Primeiro ouve-se um zumbido, depois um barulhinho de ignição electrónica e o motor arranca com uns baques contínuos à semelhança de uma nave a entrar em hyperdrive. É assim que começa o concerto. Com Wasat que é também a primeira música do disco e que de certa forma parece uma nave em plena descolagem, transporta-nos para o tal filme de ficção científica dos 80 com cenários de linhas, formas geométricas, cores de grande contraste e degradés em tons pastel, projectados atrás do produtor que oscila entre a aparelhagem digital.
A viagem prossegue dentro da película de hexágonos e semi-rectas que se derretem e ouve-se uma voz em Declination. É a de Joel Ford, o Ford de Ford & Lopatin que dá o seu registo vocal de uma forma desconstruída a fazer lembrar um robot a cantar em falsete.
Depois de entrarmos na onda dos sons inorgânicos e das projeções gráficas em forma de infografia com mais umas músicas de Cyanide Sisters, o seu primeiro EP e Galactic Melt, o seu LP lançado em 2011 (e confesso que o meu favorito) dou por mim a balançar-me vagarosamente e a desejar silenciosamente que a música que se ouve acabe diluída de alguma forma na seguinte e a passagem pelo silêncio que aconteceu ao longo do concerto após cada tema dê lugar a uma continuidade que faz sentido numa viagem. Mas isso não aconteceu.
Os intervalos de silêncio entre as músicas eram como preliminares interrompidos de forma chata. Não se faz uma viagem entre paisagens em tons de pastel com impulsos eléctricos e dodecaedros para estar a parar de cinco em cinco min.. ficava uma sensação de estranheza no ar e reparei que não era só eu a sentir isso.
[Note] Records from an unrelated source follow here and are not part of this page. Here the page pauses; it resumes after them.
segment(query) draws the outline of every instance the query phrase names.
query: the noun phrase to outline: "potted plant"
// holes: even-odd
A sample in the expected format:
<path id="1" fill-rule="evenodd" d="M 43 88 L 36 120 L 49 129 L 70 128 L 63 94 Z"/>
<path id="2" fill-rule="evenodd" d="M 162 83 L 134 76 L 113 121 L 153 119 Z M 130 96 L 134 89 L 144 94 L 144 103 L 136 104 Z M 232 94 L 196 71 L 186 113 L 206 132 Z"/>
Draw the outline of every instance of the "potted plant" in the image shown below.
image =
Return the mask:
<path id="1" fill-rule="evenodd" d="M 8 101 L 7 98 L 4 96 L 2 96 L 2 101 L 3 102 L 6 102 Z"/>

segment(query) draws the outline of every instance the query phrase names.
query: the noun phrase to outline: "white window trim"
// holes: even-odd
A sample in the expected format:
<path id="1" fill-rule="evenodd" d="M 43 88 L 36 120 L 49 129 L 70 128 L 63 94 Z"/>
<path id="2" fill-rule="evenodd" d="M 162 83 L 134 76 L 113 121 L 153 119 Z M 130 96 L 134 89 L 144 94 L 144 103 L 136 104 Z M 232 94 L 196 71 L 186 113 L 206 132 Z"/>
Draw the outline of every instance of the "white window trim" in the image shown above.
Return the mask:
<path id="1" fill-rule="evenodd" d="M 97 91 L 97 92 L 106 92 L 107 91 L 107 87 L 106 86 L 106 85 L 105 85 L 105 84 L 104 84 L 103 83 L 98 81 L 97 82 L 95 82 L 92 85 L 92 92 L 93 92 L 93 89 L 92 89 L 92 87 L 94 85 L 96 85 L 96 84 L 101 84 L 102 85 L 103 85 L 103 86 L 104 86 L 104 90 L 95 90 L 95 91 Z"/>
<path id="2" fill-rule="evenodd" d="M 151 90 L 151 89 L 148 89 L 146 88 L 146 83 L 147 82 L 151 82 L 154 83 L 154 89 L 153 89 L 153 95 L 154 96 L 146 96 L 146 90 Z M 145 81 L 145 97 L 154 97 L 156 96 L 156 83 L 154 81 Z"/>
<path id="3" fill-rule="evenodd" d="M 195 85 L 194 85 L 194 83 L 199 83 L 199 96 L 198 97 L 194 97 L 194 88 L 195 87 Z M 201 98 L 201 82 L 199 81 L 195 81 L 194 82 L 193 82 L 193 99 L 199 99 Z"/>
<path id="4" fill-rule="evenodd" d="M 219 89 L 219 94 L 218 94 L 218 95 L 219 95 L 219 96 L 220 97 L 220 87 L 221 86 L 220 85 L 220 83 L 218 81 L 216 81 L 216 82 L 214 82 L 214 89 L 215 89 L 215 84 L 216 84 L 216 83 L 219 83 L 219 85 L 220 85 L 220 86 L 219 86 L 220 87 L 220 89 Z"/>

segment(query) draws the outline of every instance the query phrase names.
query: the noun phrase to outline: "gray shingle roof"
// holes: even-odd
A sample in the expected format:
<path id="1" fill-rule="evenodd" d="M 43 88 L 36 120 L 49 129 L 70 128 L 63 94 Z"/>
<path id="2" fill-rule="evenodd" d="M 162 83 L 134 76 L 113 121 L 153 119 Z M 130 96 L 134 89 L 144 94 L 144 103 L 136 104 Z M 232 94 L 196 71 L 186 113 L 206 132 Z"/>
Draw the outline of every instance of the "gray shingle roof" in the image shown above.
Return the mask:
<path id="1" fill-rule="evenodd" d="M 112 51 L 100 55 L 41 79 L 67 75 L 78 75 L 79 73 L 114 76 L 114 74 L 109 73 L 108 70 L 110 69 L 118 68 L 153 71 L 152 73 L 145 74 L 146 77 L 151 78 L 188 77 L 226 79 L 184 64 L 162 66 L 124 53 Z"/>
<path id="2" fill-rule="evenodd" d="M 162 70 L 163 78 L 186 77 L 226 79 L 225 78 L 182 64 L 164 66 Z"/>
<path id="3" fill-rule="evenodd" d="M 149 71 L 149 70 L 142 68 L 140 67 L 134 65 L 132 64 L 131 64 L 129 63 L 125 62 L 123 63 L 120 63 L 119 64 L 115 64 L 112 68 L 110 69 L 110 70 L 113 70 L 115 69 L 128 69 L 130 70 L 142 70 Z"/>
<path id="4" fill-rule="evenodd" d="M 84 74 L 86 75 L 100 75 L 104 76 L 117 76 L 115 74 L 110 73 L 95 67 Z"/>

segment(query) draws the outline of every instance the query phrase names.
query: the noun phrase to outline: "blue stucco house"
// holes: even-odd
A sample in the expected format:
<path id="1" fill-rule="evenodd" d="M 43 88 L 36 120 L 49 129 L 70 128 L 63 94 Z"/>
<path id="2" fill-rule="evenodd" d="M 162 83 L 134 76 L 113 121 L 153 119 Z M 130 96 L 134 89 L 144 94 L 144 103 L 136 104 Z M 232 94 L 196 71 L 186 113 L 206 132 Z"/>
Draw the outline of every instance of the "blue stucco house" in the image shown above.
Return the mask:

A nave aterrou após uma hora e meia de registos sintetizados em padrões de bateria, baixos borbulhantes, minimalismo funky e tivemos um Haley sorridente e falador de braços abertos (nos tais intervalos de silêncio) a revelar-se sempre com atenção ao pormenor e mais sensível à perfeição do que à inovação. E eu pergunto:
Do androids dream of electric sheep?
Sim talvez.. se passarem os preliminares.